In early March this cyclical bull market will celebrate its fifth birthday. The S&P 500 has nearly tripled over this span. Not surprisingly, many investors are asking themselves: has the market gone far enough? Does a bear market lurk in the near future? Is it too late to buy stocks?
These are perfectly legitimate concerns for every investor. One way you can judge "how much time might be left" in a bull market is to understand that they tend to occur in three distinct phases.
- first, the market begins to climb even though earnings are still falling sharply, as smart money looks "beyond the valley" to an economic recovery.
- second, prices continue rising as earnings finally begin to climb from depressed levels.
- finally, prices surge higher amidst a burst of optimism as even the most skeptical buyers concede the economy has a bright future.
A good example of these three phases is clear in the chart below for 3M Company (NYSE:MMM).
Phase one started in the market recovery in 2009. Earnings continued to plunge but the shares jumped as smart money saw the economic recovery that began later that year. Thus phase one is identifiable by a huge increase in trailing PE.
Phase two lasted from 2010 though most of 2012. Here, rising earnings caught the eye of savvy investors (if not as smart as the folks who bought the year before). They nibbled at the shares throughout this period. But the rebound in earnings actually allowed the trailing PE to fall over this span.
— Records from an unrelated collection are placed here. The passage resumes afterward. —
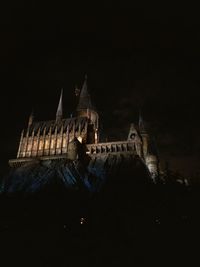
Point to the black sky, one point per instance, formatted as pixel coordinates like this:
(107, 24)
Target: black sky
(134, 57)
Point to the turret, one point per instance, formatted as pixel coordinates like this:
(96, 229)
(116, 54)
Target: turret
(144, 135)
(85, 108)
(134, 137)
(59, 112)
(30, 120)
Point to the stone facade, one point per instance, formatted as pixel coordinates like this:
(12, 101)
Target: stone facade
(60, 138)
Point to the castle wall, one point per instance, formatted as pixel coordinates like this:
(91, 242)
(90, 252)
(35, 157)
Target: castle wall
(48, 144)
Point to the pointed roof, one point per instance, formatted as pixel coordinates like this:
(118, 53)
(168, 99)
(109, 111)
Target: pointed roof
(141, 123)
(84, 98)
(59, 112)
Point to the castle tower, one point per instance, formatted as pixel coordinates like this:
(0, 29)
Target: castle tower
(30, 120)
(59, 112)
(144, 135)
(134, 137)
(85, 108)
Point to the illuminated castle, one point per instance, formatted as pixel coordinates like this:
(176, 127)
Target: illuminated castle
(62, 138)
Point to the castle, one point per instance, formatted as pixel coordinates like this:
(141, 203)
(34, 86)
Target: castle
(60, 138)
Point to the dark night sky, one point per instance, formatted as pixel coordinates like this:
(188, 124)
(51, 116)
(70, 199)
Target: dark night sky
(134, 57)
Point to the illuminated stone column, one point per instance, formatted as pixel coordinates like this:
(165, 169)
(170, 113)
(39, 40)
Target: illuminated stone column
(26, 146)
(20, 144)
(50, 133)
(32, 141)
(44, 139)
(61, 136)
(38, 141)
(55, 138)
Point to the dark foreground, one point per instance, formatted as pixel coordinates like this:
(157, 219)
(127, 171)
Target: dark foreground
(134, 226)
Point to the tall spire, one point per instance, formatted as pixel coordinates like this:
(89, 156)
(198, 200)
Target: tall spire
(84, 98)
(31, 118)
(59, 112)
(141, 122)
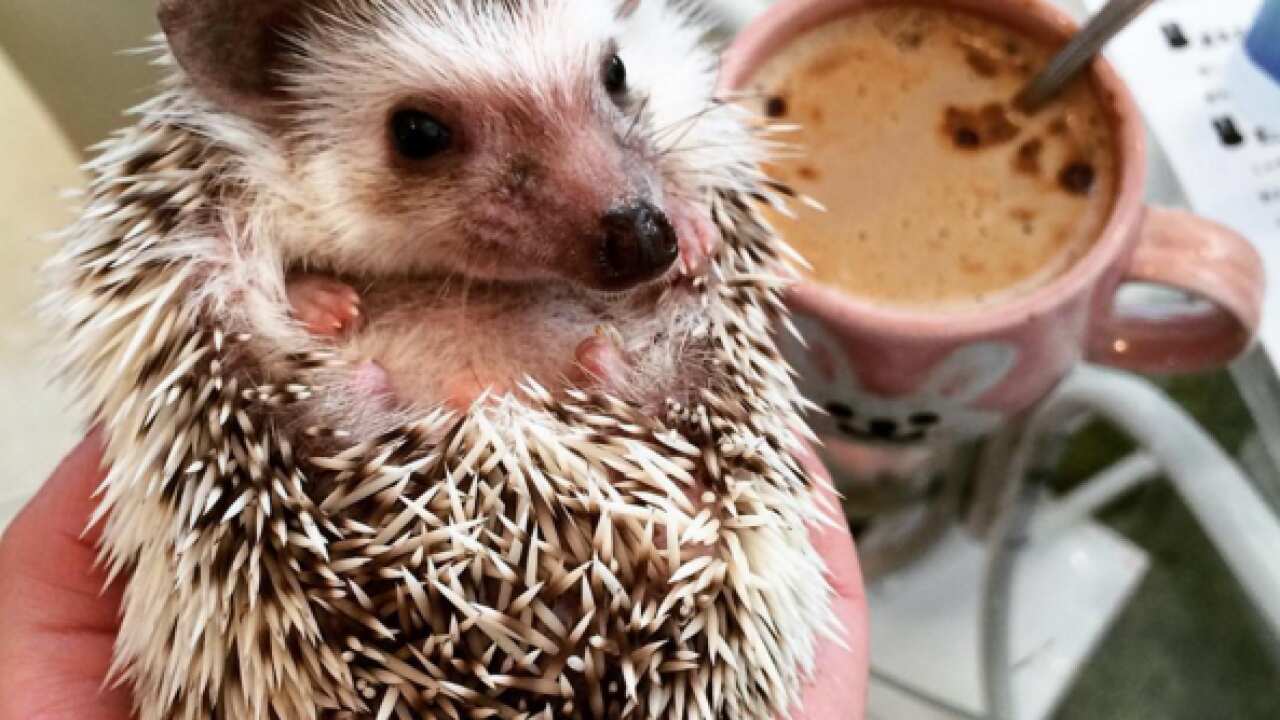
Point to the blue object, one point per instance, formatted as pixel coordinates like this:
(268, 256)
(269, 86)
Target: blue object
(1264, 40)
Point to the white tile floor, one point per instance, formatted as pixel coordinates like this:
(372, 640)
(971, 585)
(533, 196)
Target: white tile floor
(36, 423)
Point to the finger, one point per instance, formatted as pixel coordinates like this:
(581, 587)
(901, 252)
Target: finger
(56, 624)
(839, 686)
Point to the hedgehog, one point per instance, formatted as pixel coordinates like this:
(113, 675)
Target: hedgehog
(433, 347)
Finally, after several years of solid performance, even skeptical investors and Johnny-come-latelys start to jump on board. Throughout 2103, the trailing PE ratio expanded even though growth rates were no greater than the recent past.
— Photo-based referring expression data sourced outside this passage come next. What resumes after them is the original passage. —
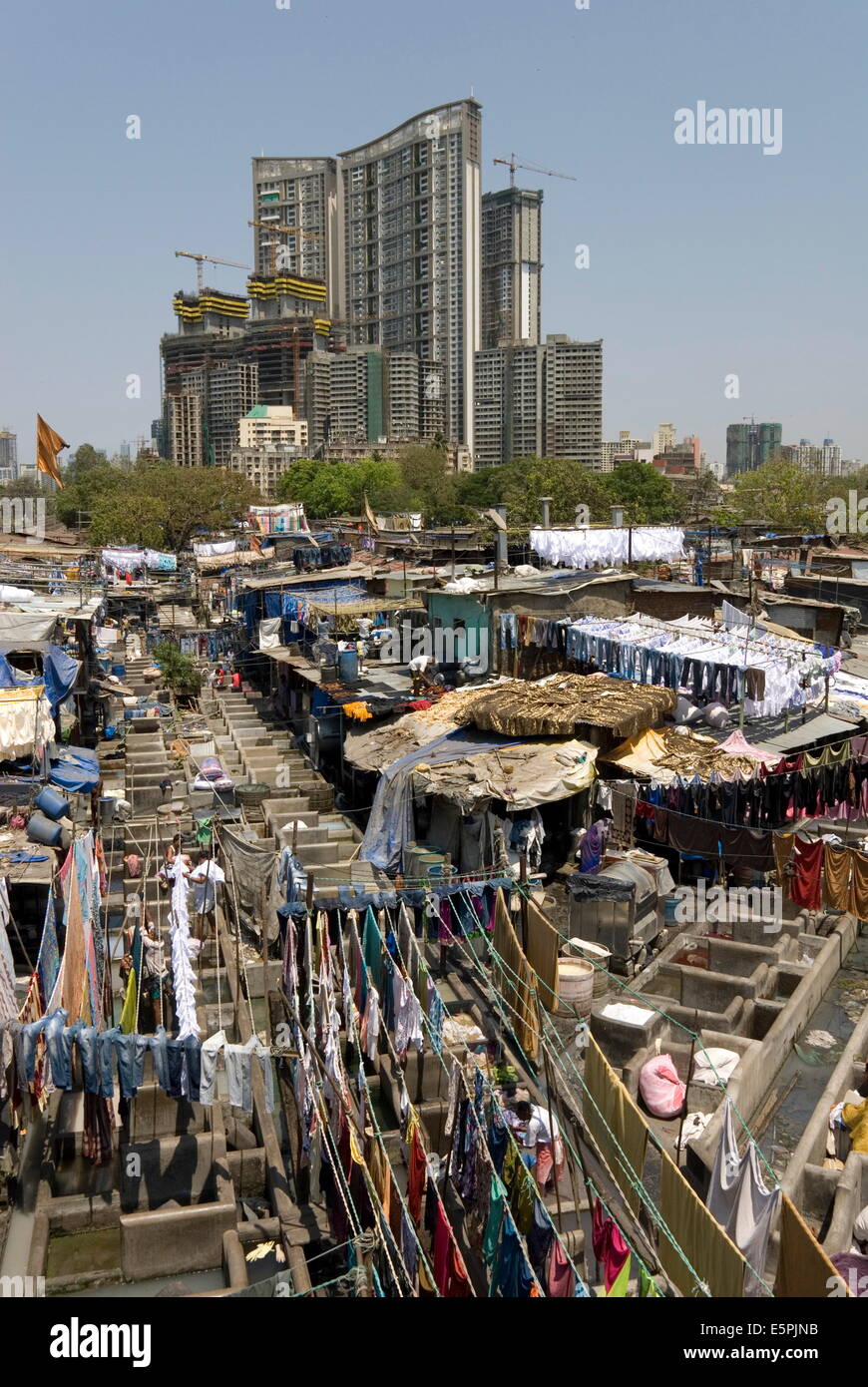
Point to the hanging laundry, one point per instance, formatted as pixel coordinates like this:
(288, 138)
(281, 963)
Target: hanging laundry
(611, 1250)
(742, 1202)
This higher PE reflects growing investor optimism about the future, or inversely, less fear about the future. Contrarian buyers should be careful if the level of optimism gets too high and/or the level of pessimism gets too low.
In any case we have now been in the 3rd stage of this bull market for over a year. What might be the clue that a bear market is imminent or has even begun? Simple: earnings continue to rise, but stock prices (especially for high quality blue chips like 3M, which is why I chose it as an example) refuse to follow. Want proof: look at 3M's chart expanded to include the year before the last bear market:
Notice how higher earnings in late 2007 did not push prices to a new high.
This is the warning flag investors should look for in 2014. As long as stock prices respond favorably to higher earnings reports and solid forward guidance, it is prudent to assume (but not guaranteed) the bull market is still in progress. If stocks (especially blue chips and market leaders such as 3M) falter amidst good news, that is the time when you might want to trim back your holdings.
The vast majority of companies in the S&P 500 will report their 4th Quarter 2013 results in the next few weeks. Keep an even shaper eye on how they respond to "record profits and revenues." No bull market lasts forever.
Disclosure: I am long SPY, XLV, IHI. I wrote this article myself, and it expresses my own opinions. I am not receiving compensation for it (other than from Seeking Alpha). I have no business relationship with any company whose stock is mentioned in this article.